‘Horrid intolerance’ of traditional marriage supporters under new EDOs, columnist warns

Aug 10, 2015

A little-known Tory MP’s ‘clarification’ over the Government’s controversial anti-extremism plans has only added to concerns for those who believe marriage is between one man and one woman.

Writing in The Spectator, Melanie McDonagh expressed genuine alarm over Mark Spencer’s comments, which implied that Extremism Disruption Orders (EDOs) could be used to stop schools teaching that gay marriage is wrong.

She even warned, as C4M did back when same-sex marriage legislation was going through Parliament, that people in the public sector would be punished for holding traditional marriage beliefs.

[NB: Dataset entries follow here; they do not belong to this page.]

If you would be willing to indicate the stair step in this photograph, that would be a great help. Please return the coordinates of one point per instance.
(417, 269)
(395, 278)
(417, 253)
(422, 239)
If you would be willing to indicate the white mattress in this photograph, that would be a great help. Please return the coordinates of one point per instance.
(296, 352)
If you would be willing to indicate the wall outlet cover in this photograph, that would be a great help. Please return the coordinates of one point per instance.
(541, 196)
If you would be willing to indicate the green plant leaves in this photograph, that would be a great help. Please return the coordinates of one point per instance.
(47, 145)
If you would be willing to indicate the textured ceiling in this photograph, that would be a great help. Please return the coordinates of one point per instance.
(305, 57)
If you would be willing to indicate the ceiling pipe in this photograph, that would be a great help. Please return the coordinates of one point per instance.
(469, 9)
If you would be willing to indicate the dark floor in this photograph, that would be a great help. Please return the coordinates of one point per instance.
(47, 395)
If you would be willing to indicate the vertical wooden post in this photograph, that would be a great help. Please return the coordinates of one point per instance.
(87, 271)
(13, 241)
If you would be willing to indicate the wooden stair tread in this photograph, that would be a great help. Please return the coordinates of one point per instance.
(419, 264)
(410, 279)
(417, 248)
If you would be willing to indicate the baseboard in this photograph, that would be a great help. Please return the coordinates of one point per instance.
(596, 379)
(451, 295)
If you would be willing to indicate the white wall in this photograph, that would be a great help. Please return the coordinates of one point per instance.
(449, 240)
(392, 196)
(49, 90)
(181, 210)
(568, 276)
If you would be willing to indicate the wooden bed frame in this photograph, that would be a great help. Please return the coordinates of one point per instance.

“I couldn’t really see persecution ahead”, she wrote – but she continued, “I was wrong, wrong, wrong”.

She said that although EDOs are the “kind of thing most of us were automatically probably rather in favour of”, she felt like she ought to be ‘losing sleep’ over them.

McDonagh said, “the orders gun for those who oppose ‘British values’. And it turns out that one of those values is – surprise! – a commitment to undifferentiated equality between gay and straight relationships including marriage.”

In a letter to a constituent, Mr Spencer said that teachers were “perfectly entitled” to express their views on same-sex marriage, but only in “certain situations”.

McDonagh questioned: “What might those be, then? In classroom debates rigged to ensure that the approved notion of ‘tolerance’ should always win? In the privacy of their homes? In social education classes, but only if they also give the party line that gay marriage is completely normal?”

She added, “I worry that Mr Spencer is not in fact a satirist, that he does actually mean it, and what started out as a well-meaning if, to my mind misguided, bid to put gay and straight relationships on a par has turned from an attempt at greater tolerance to a new and horrid intolerance”.

C4M will be doing all it can to prevent these dangerous plans from side-lining those who believe in traditional marriage.